La vieille dame avait regardé son apprentie d'un air contrit :

— Je n'ai pas de plan de la bibliothèque, ma petite. Tout se fait à l'instinct, ici. Quand on veut vraiment, on trouve.

La brunette soupira. Cette réponse ne l'étonnait même pas. Alors qu'elle retournait à son travail, Lou avait commencé à parler à son ancienne employeuse, la mine préoccupée. Elwina avait ses cinq sens surdéveloppés par rapport à un être humain normal, malgré tout, elle n'arrivait pas à entendre tout ce que le rouquin disait, et très vite s'en désintéressa.

Pourtant, elle n'aurait pas été au bout de ses surprises en entendant la conversation qui se tramait à l'autre bout de la pièce.

— J'ai à te parler d'Elwina, ça me semble important.

— Je t'en prie, mon petit Louarn, dis-moi.

— J'étais avec Ambre en forêt l'autre jour, et je l'ai vue.

— Ah oui ?

La bibliothécaire ne semblait pas tant étonnée que ça, et continua :

— C'est rare d'y croiser des inconnus, mais Elwina habite à Kerdoueziou depuis quelque temps, maintenant.

— Ecoute, ce n'est pas la première fois que je l'y ai vu. C'est arrivé aussi, au tout début, lorsqu'elle est arrivée.

— Dès ses premiers jours, elle s'y est aventurée ? Avait interrogé la vieille dame, en plissant les yeux.

— Oui.

— Bien, bien, voilà qui est plus intrigant.

— Et ce n'est pas tout.

Le rouquin avait l'entière attention de son interlocutrice.

— Quoi donc ?

— Elle s'en souvenait. D'être venu au même endroit, et de m'y avoir croisé.

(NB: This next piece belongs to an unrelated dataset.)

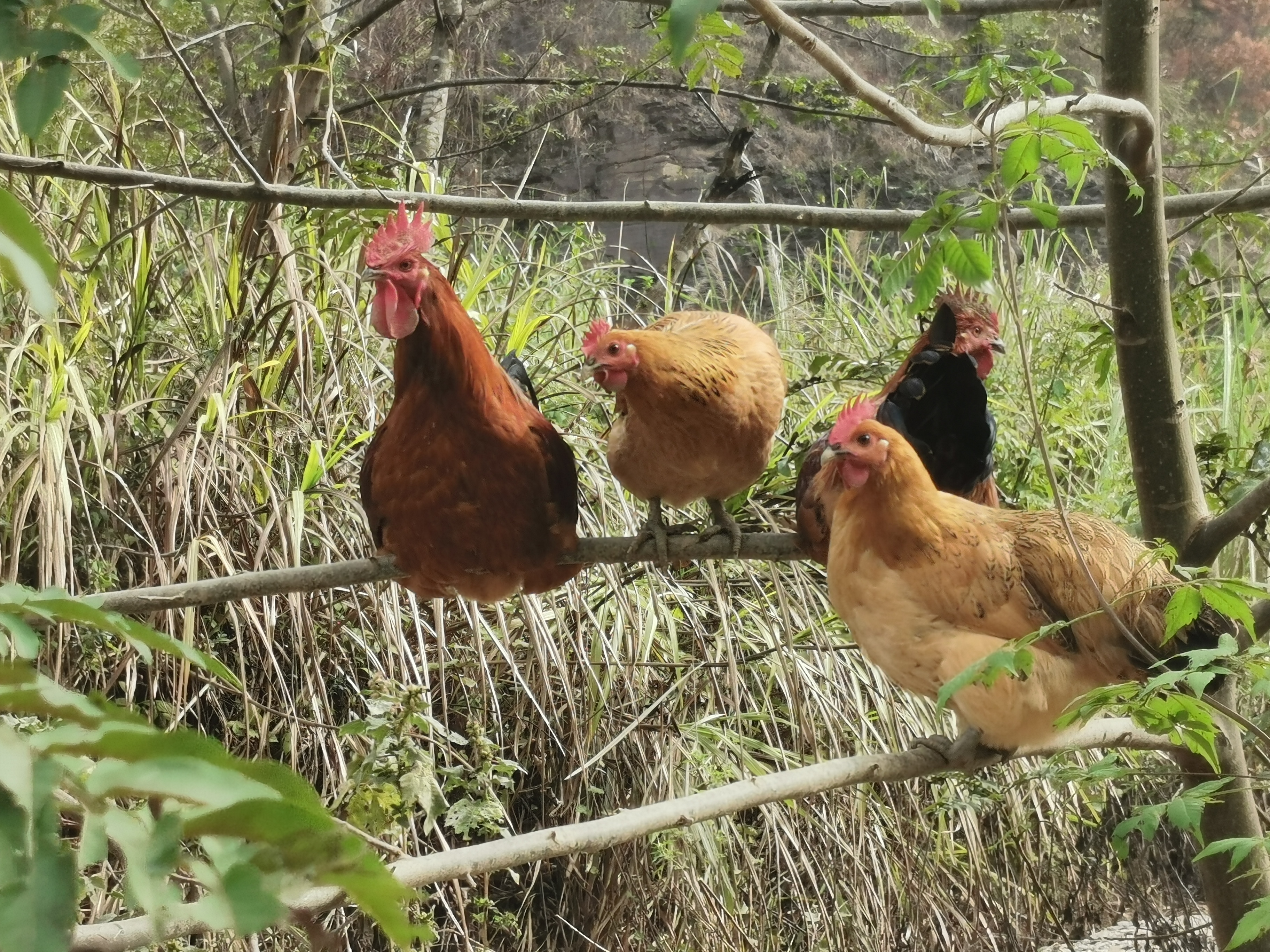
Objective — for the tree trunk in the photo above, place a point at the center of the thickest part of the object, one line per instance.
(435, 104)
(1170, 495)
(292, 98)
(232, 103)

Berhed mit quelques secondes à répondre. Elle semblait être plongée en intense réflexion.

— Tu es sûr de ce que tu m'avances là ?

— On ne peut plus. J'avais déjà eu des doutes, mais ça me paraissait tellement invraisemblable que je ne m'y étais pas attardé...  Oh mince alors ! Je lui avais parlé du livre sur les korrigans et le Moger la première fois, et ensuite elle était venue me le réclamer. J'avais pensé que la réalité s'était déformée dans ses souvenirs, mais non ! Elle se souvenait bien de tout.

— Tu en as parlé à Maël ?

Ce dernier était le sous-maire du quartier Louarn, où résidait le rouquin.

— Non...

— Mon petit, c'est lui ton référent pour ce genre de problèmes, pas moi. Parle-en lui ce soir, puis revenez me voir lundi matin sans fautes.

— Lundi matin ? Pourquoi ?

— Parce que tu n'es pas le seul à être venu me parler d'Elwina. Allez, file !

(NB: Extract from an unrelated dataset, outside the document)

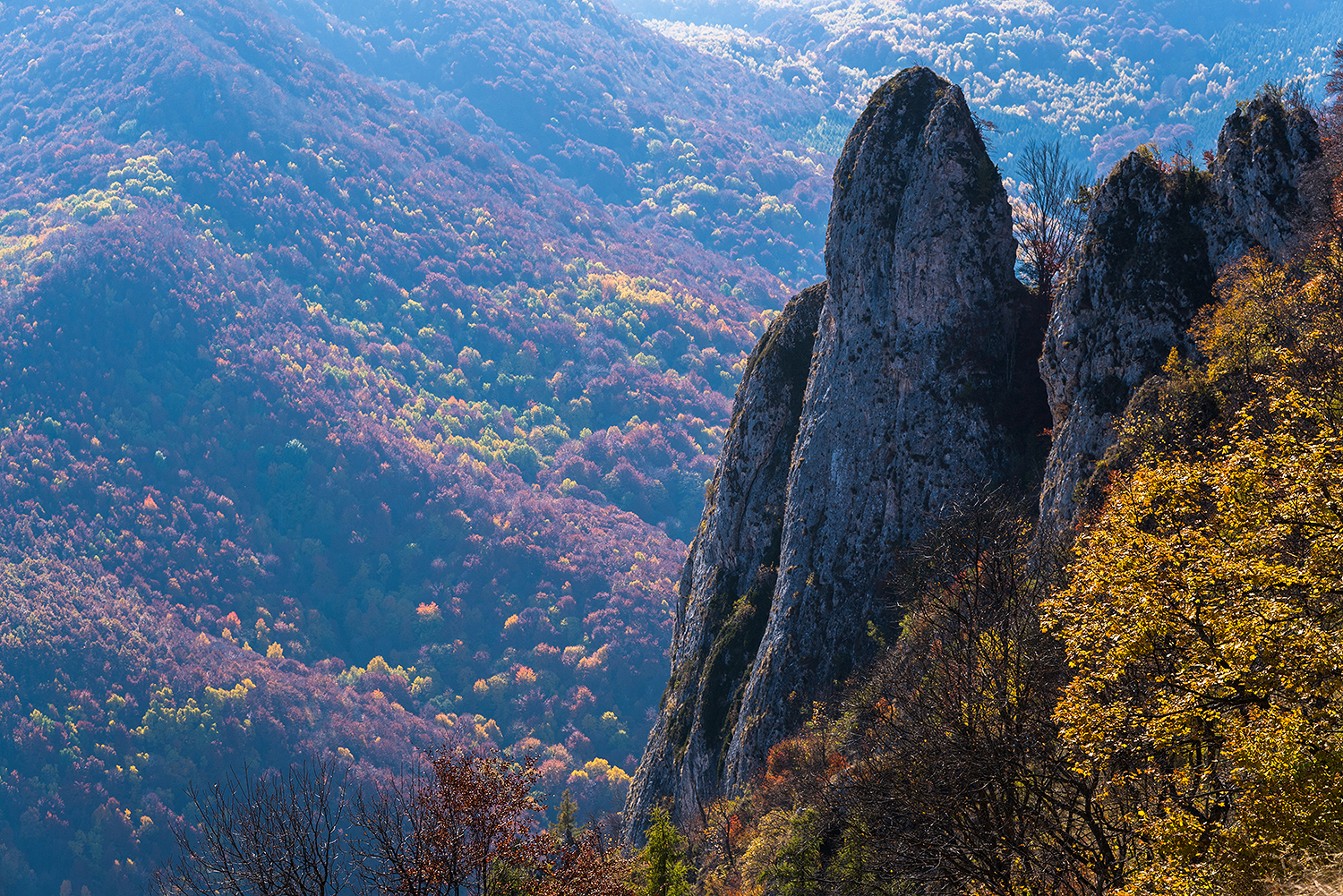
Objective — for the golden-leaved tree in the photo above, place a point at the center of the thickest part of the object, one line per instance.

Ascelin et Armel étaient eux-mêmes venus en début de semaine, réclamer l'arbre généalogique de la jeune femme. Etrangement, Berhed ne l'avait pas trouvé ce jour-là —à croire que sa propre bibliothèque lui jouait des tours— et elle les avait conviés à revenir lundi matin. Alors, autant réunir tout le monde, pour que chacun ait un maximum d'informations.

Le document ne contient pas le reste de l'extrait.